More than 70 percent of king penguins, the second largest penguin species, can abruptly relocate or even disappear before the end of the century as a result of global warming and overfishing, a new study has warned.
King penguins are picky creatures needing tolerable temperature all year round, suitable habitats and abundant food to live and raise their offspring, according to the study published Monday in the journal Nature Climate Change.
"There is only a handful of islands in the Southern Ocean and not all of them are suitable to sustain large breeding colonies," Robin Cristofari, lead author of the study, said in a press release.

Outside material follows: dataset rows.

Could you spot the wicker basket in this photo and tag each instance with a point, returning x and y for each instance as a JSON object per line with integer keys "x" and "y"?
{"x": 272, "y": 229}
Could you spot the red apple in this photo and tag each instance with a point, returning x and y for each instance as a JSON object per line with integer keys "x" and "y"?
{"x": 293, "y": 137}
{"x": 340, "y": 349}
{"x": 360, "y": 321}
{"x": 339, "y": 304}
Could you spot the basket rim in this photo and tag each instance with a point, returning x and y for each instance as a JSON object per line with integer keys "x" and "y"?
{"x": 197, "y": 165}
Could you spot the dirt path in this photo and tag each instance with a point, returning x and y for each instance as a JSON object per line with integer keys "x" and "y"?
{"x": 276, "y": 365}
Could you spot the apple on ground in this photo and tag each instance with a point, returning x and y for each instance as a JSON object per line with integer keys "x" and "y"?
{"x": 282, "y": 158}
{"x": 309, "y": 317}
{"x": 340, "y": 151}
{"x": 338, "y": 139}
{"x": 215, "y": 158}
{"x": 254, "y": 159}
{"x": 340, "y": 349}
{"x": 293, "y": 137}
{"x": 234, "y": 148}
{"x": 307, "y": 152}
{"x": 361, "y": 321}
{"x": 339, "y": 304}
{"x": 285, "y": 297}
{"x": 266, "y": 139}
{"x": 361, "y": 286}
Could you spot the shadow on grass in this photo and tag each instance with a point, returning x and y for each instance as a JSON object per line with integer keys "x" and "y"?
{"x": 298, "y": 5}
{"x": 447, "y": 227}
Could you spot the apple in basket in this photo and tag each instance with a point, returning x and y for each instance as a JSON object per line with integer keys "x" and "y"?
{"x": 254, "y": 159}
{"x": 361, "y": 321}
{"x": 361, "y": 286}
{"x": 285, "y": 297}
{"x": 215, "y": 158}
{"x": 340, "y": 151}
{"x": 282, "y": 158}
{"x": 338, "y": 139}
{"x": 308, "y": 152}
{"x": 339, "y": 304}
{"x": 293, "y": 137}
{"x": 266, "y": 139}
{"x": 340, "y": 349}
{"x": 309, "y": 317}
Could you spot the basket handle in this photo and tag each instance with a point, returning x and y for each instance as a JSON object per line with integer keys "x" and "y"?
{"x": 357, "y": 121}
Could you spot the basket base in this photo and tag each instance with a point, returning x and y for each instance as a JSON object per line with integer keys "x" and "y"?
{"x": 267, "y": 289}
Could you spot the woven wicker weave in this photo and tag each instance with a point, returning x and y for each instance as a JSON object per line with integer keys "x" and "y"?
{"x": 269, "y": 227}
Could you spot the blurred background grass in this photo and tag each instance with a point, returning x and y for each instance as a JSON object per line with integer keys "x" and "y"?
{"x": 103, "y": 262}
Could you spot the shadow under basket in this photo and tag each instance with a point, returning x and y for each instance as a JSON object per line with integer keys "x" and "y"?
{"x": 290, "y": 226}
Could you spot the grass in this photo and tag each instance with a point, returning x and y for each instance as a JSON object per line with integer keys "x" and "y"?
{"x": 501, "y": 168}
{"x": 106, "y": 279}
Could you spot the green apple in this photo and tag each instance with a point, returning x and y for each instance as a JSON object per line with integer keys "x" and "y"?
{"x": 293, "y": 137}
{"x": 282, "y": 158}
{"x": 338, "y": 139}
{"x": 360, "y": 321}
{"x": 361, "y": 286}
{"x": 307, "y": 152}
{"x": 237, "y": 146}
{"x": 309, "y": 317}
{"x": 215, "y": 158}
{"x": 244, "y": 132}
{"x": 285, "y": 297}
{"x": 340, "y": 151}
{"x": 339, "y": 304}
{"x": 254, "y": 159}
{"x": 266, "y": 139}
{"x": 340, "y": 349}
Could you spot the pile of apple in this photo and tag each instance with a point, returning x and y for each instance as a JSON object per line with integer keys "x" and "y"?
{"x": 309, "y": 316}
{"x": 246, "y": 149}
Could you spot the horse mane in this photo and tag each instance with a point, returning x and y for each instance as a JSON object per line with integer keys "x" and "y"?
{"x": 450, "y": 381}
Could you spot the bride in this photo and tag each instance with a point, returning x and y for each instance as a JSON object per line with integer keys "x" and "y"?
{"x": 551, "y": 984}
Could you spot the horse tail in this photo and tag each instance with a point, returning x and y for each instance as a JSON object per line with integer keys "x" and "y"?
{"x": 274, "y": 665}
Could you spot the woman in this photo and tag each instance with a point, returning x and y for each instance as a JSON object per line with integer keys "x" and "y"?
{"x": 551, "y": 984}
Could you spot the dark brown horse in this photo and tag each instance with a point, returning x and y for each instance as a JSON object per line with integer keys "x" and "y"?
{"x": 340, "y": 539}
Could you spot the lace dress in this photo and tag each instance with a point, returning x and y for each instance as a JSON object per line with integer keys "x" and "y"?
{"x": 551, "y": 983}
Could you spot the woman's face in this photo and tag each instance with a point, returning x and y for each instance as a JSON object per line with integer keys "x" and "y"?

For millennia, these seabirds have relied on the Antarctic Polar Front in the Southern Ocean that has provided abundant prey for them.
As climate change moves their feeding grounds southward, king penguins are forced to swim farther from the islands where they currently live to find food for themselves and their chicks.
The study predicts that, for most colonies, the length of the parents' trips to get food will soon exceed their chicks' starvation resistance, leading to either a massive decline in king penguins' population, or hopefully, their relocation on other islands.
Although king penguins survived several population dips due to major climate changes in the past, the researchers are worried that the current changes caused by human activities can be too fast, and even irreversible, for the penguins to adapt to.
"It is difficult to predict the outcome, but there will surely be losses on the way," Celine Le Bohec, co-author of the study, said.
"If we want to save anything, proactive and efficient conservation efforts but above all, coordinated global action against global warming should start now," she added.